In the case of a colorectal tumor, the researchers propose that late-stage mutations in the gene called transforming growth factor beta (TGFβ) might be influenced by seemingly unrelated earlier mutations in MYC, typically found in early-stage cancers. They have shown that TGFβ loss helps tumors to build blood vessels, just as MYC hyperactivation does. Since both drive the same tumor trait, could they be epistatic? Indeed, extensive TCGA data mining revealed that MYC and TGFβ mutations almost never occur together. Conversely, some mutations always seem to co-exist in colorectal tumors, which suggests that the mutations likely act on different, complementary pathways. This analysis was performed in collaboration with Pichai Raman, a bioinformatics scientist from the new Department of Biomedical and Health Informatics at CHOP, and Adam Bass, MD, from the Dana-Farber Cancer Institute in Boston.

Identifying which mutations occur in the same pathway and which occur in parallel is useful because it could help researchers to preselect patients who are likely to respond to certain drug therapeutics. For example, Dr. Thomas-Tikhonenko and his study team will investigate how to maximize impact of drugs within two subtypes of colorectal cancer, called chromosomal instability (CIN) and microsatellite instability (MSI). FAP falls under the CIN class.

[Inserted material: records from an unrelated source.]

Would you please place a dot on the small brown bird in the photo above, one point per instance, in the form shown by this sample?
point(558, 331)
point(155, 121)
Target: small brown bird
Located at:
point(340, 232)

Patients with MSI frequently have TGFβ mutations, but they are rare in patients with CIN; MYC mutations generally follow the opposite pattern. Since TGFβ and MYC mutations do not usually appear in the same tumors, the researchers predict that drugs that effectively target MYC could be helpful for FAP but would not have the same impact on patients with MSI.

“The idea is to develop an algorithm that would allow you to use this information in a way that predicts response to therapy,” said Dr. Thomas-Tikhonenko, who also is a professor of Pathology and Laboratory Medicine at the Perelman School of Medicine at the University of Pennsylvania.

By the completion of the five-year grant, he expects that scientists will have a new vantage point for colorectal cancer development and treatment. Dr. Thomas-Tikhonenko is looking forward to collaborating on the project with Struan Grant, PhD, a human genetics researcher at CHOP and an associate professor of Pediatrics at the Perelman School of Medicine at the University of Pennsylvania.